Tuesday, March 4, 2014

Long Live Henrietta Lacks!

He La, the  play which won the Scottish Theatre Fringe Award for the best production at the Edinburgh Festival 2013,  ran to packed  houses in Jagriti Theatre. Adura Onashile the solo performer  unfolded the little known story of Henrietta Lacks, immortalized as HeLa, the  human cell line that defies death  and  grows in petridishes in the laboratory on which  medical and biological  research is done world over.   

It was in 1950 that Henrietta Lacks consulted Dr. George Otto Gey at the Johns Hopkins Hospital, Baltimore. The diagnosis :  cervical cancer. Dr. Gey had been seeing cancer patients for quite some time.  Hell bent on understanding the disease better and thus zero in on a cure, he routinely collected cancer cell samples from patients.  If only he could grow them  in the laboratory ! The collected samples were coded  with the first two letters of the patient's first and last names. And that is how Henrietta Lacks became HeLa. Of the several thousand samples collected,  only HeLa  demonstrated the unusual ability to survive and multiply   in petridishes. Thus the first   immortal human cell line HeLa was borne.  Since then for biomedical research  HeLa cells have  become the crucial and inevitable raw material. HeLa cells  standardized the  procedures and processes  for experimental  research. Scientists now could compare and contrast their results, repeat and reproduce their experiments  on a common platform: everyone was using HeLa cells.  

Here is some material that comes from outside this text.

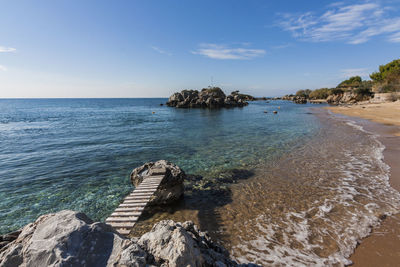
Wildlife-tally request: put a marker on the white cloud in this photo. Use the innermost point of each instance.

When Dr Gey took samples from his patients, there were no laws  on medical  ethics in place. Dr Gey's intentions were purely scientific. He freely shared the samples with other researchers. He never attempted to patent them either.  In 1951 The Tuskegee Institute took up the responsibility of mass producing HeLa cells and supplying it for research,  this too was a non-profit mission. Necessity not only gives birth to invention (also called discovery) but also its twin brother Business.  As demand  grew  He La production  moved into the  hands of  profit-makers. Currently HeLa cell line is available from certain pharmceutical firms for a price. It is important to mention here that Henrietta's descendants never received any benefits from any of these business ventures.In fact  it was only in 1973, that they even came to know about the existence of HeLa cells and its true identity.  In fact  Rebecca Skloot  mentions that they are too poor to afford health insurance

In 1950, 30 year old Henrietta Lacks had  entered the Johns Hopkins Hospital and walked into the  ward set aside for COLOREDs in the Johns Hopkins  Hospital, because that was what she was- a woman of African American origin. Today, if alive she would have touched 84 and as it says in the play how  would she have felt  to know that anyone who has taken a pill stronger than aspirin owes it to  her?  


Immortal Life of Henrietta Lacks: by Rebecca Skloot (Reprinted by  Broadway Books 2011, ISBN-10 9768140005218).